Complicated Games
I’ve been struggling for the best way to explain what it’s like to “live” in a massively-multiplayer online game (MMOG) like World of Warcraft. After all, these games draw thousands of people into the same virtual community. They gossip, argue, work together and build a sense of fellowfeeling, just like a real neighborhood. So what is it like to be their neighbor? It’s a hard experience to define for anyone who hasn’t tried it. (And if you haven’t, go find a Warcraft trial disc and give it a try. It’s a strange mind-out-of-body experience, like the first time you ever watched yourself on television.) But a good way to start may be to talk about my life in online games. Usually, I’m a schmuck.
I’ve tried several online games, including a year of on-and-off Warcraft play, and in the social hierarchy, I’m always a nobody. Most of us are. You play these games in a virtual world, surrounded by thousands of players who look a lot like yourself. Everyone gets an adventure, but unlike a single-player epic, no one gets to be the hero. As veteran designer Richard Garriott puts it, most players lead a “mediocre” life: You crash through the same castles and battlefields as everybody else, and nobody gets the chance to save the world.
Now, I don’t mind being an average Joe. Playing with so many other people is pleasantly sociable, like bowling in a pick-up group or knowing you can find a game of Capture The flag anytime you’re up for it. But I’m also comfortable with it because I’ve given up on the idea that the whole world should revolve around me. And I’ve started looking for something else: I want to be a citizen. Modern MMOGs know how to entertain their players, but they don’t ask for much in return. In the same way that Disney World will hum along with or without a given family of five, World of Warcraft is always open, and the game will keep running if you don’t show up that night. Some of your fellow players may get to know you and count on you, but the community at large could care less. Compare that to some other virtual communities, like Second Life, which started off as nothing but scrubland and blank terrain: Everything that’s in the game is built, maintained and shared by the players. And as Second Life grows and evolves, a good section of those players speak out about new policies, rate changes and other issues. Their word carries weight: Without them, there is no Second Life. And plenty of other games live or die by their communities—from online gaming on Xbox Live, to alternate-reality games and augmented scavenger hunts like I Love Bees or Perplex City. If you pay the fees but don’t use your voice, aren’t you just submitting to taxation without representation?
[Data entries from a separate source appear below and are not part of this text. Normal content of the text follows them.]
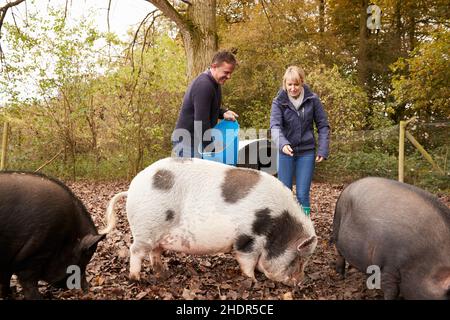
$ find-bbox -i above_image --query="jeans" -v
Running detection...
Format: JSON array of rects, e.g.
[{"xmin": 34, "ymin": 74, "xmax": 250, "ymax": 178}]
[{"xmin": 277, "ymin": 150, "xmax": 315, "ymax": 209}]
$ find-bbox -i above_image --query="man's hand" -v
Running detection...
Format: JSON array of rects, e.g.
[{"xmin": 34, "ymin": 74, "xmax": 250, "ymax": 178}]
[
  {"xmin": 223, "ymin": 110, "xmax": 239, "ymax": 121},
  {"xmin": 316, "ymin": 156, "xmax": 324, "ymax": 162}
]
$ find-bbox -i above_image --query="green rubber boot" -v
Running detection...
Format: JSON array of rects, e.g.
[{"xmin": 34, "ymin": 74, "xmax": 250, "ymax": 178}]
[{"xmin": 303, "ymin": 206, "xmax": 311, "ymax": 217}]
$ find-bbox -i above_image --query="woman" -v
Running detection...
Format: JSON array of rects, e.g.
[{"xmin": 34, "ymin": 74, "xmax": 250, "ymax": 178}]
[{"xmin": 270, "ymin": 66, "xmax": 330, "ymax": 217}]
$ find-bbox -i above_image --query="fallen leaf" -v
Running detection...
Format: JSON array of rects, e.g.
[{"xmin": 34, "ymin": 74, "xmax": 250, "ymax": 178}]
[
  {"xmin": 20, "ymin": 181, "xmax": 410, "ymax": 301},
  {"xmin": 96, "ymin": 276, "xmax": 105, "ymax": 286},
  {"xmin": 182, "ymin": 288, "xmax": 196, "ymax": 300},
  {"xmin": 135, "ymin": 291, "xmax": 148, "ymax": 300},
  {"xmin": 282, "ymin": 292, "xmax": 293, "ymax": 300}
]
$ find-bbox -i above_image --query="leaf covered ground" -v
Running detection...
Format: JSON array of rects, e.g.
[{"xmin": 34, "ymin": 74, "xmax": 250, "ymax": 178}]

Game designer and scholar Jane McGonigal has talked about the difference between the “superidol” and the “superhero.” With the idol, everything’s about me; but everyone can be a hero, in his or her own way. And while commercial games like Warcraft sometimes invite their players to a gamewide cause, it happens rarely and it rarely makes a difference. When you want to believe in a world, duty is as compelling as freedom. So in the next generation of online games, I want to be somebody—even if nobody knows it. I want to be called to service (like jury duty), or at least know there’s a service I’m blowing off (like jury duty). I don’t want to tell people I saved the world: I want a game that makes us feel as if we’re all saving it. And that it wouldn’t be the same without every single one of us.